Steffen Winterfeldt wrote
'insmod' was there to load modules that were (for whatever reason) not loaded automatically.
But that wasn't the intenton two years ago: -------- Original Message -------- Subject: Re: [opensuse-autoinstall] SuSE 10.1 autoyast and scsi device order Date: Tue, 22 May 2007 16:25:40 +0200 (CEST) From: Steffen Winterfeldt <snwint@suse.de> Steffen Winterfeldt wrote
starting with sles10, 'insmod=' options passed at the kernel command line are evaluated _before_ hardware detection.
So I guess it was intended exactly for what some of use used it: Force modules to be loaded before the system loads them automatically. I don't understand why udev must now run before?
My current problem is that the card reader devices fetch sda-sdd and the SATA disk is sde. I need the SATA disk to be sda and I can't start
You should really not rely on specific device names. The kernel does not guarantee a defined initialization order.

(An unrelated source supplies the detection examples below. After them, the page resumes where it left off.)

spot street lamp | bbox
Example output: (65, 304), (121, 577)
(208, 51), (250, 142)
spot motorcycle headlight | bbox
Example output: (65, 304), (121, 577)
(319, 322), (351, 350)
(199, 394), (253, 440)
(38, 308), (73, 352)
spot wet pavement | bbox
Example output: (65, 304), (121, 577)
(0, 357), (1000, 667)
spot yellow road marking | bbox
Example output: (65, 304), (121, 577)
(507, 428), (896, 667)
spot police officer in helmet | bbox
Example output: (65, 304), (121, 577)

Not in theory, but in practice :-) I've heared this argument so many times over the last about 5 years, but when you ensure that the module of the hard disk you want to be the first one is loaded as first module, you will always get the disk with the first id of this controller as first hard disk. No controller is ever changing the order of its attached hard disks. We have IBM pSeries, Sun X2200 and X4100, IBM x335 and x345 and over 60 desktop clients from Tarox, HP, FSC, IBM and noname manufacturers. All of those are installed with the same autoyast profile, using "hda" or "sda" for partitioning. And with SLES10 we ensured that the right hard disk was always sda and hda with only three different pxelinux.cfg files. This just works great for us and our 150 hosts.

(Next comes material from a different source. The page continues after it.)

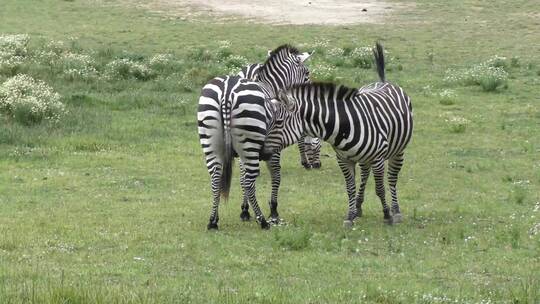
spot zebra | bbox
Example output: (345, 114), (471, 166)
(237, 61), (321, 169)
(268, 43), (413, 227)
(197, 45), (311, 229)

What is the 'main disk' for you? The one you will boot from? Then maybe /dev/disk/by-id/edd-int13_dev80 is a way.
We have enough PCs where this does not work, e.g. because the bios is too old or to restricted to list certain devices. And a bunch of problematic ASUS bioses which just have problem managing IDE and SCSI in parallel. Using the "load this module first, take sda/hda" always works.
So how can we ensure the sata disk is detected before the USB devices?
AFAIK, you can't (in a sensible way). If it's any help to you, you can get back the pre-SLES11/11.1 behavior with 'linuxrc.debug=-udev.mods' which will turn off module loading in udevd and linuxrc takes care again.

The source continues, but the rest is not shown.